The final drink "Red Riot" by Anthony Kunz at last year's SWISS COCKTAIL OPEN provided just such a deception. The drink's aroma comes from raspberries, while its color (and bitter notes) come from Campari. Acidity and effervescence are added by the Barkeeper, from the Kronenhalle Bar in the form of lemon juice and cider.

Red Riot

by Anthony Kunz | Kronenhalle Bar, Zurich

3 clCampari
3 clRaspberry Spirit Orator
2 clSugar syrup
2 clLemon juice
8Mint leaves
4 clMöhl Grapefruit Apple Cider

Decoration: apple fan , mint branch

Victor Topart, Barkeeper of the year 2021, also mixed with fruit spirits at the last final. The Barkeeper from the Crapule Club was assigned the ingredients Maker's Mark and Williamine from Morand.

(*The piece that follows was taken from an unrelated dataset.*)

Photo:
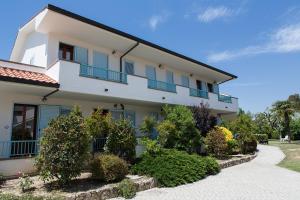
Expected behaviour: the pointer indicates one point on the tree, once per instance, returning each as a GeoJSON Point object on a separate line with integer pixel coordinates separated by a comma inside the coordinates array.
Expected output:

But instead of creating a whiskey drink with a pear twist, he put the Williams pear at the center of his "Cura Helvetica. A full four centiliters of the fruit brandy, in which he had first macerated cucumber and Timut pepper, was mixed with 2 cl of bourbon, 1 cl of white vermouth, and Ginger Beer.

Cura Helvetica

Cocktail Final SWISS BAR AWARDS 2021
by Victor Topart | Crapule Club, Fribourg

2 clMaker's Mark
4 clWilliamine Cucumber Timut Pepper Infusion
1.5 clMonin sugar syrup
1 clBelshazzar Bianco
2 clLemon juice
6Mint leaves
12 clSwiss Roots Ginger Beer

Decoration: Isomalt, mint leaf, "Cura Helvetica" espuma

Preparation: Shake all ingredients except Ginger Beer , fill up with Ginger Beer

Infusion: Williamine, 2/3 cucumber, 4 g Timut pepper.